もう、C組にはメイド希望者は残っていないようだった…。
そもそも、これ以上の人員をメイドに移すと今度は裏方がいなくなる。メニューである料理やら何やらを提供するのが遅れれば、どのみち効率は悪くなってしまうだろう。
悩みに悩んだ結果、彼はある一つの策を思い付いた。
しかしそれを皆に語るにはまだ早い…。まず、"確認"が必要だ。
彼はその場にいた皆を解散させると今度は一人で職員室へと向かい、担任である佐倉慈に声をかけていく。慈はその呼び掛けに応じ、職員室前の廊下へと来て彼と向かい合った。
慈「まだいたの?もう下校の時間よ?」
「それは分かってるけど、少し聞きたい事がありまして~」
慈「聞きたい事?」
小首を傾げる慈に対し、彼は尋ねる。
「今度の文化祭で、うちのクラスはメイド喫茶をやるっていう事はめぐね……佐倉先生も知っていると思うけど、メイドとして他の学年の生徒を雇うのってありですか?」
慈「えっ?他の学年の生徒を…?ええっと、どうかしら……少し待ってね?確認してくるから」
慈はそう言ってから職員室の中へと戻り、他の教員達と話し始める。恐らく、彼が尋ねてきた事が可能かどうかの確認をしているのだろう…。慈は少ししてから再び廊下へ戻ると、彼の前へと立って告げた。

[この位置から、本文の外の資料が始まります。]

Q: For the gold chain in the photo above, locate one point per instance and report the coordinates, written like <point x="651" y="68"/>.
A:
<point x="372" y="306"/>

慈「メイドを手伝ってもらいたいその生徒と、その生徒のクラスの担任からしっかり許可を取れば構わないそうよ」
「おお、そうですか!なら、どうにかなるかな……」
他学年の生徒をメイドとして雇っても構わないのなら、幾らでもやりようはある。あとは目星を付けている生徒達に声をかけていくだけだが、勧誘を断られたりしないかどうかだけは心配なところだ。
彼は慈に礼を言ってからその場を去り、下校していく…。
そしてその次の日、授業後の休み時間を利用してはお目当ての学年、クラスに出掛け、目星を付けていた複数の生徒らを勧誘して回った…。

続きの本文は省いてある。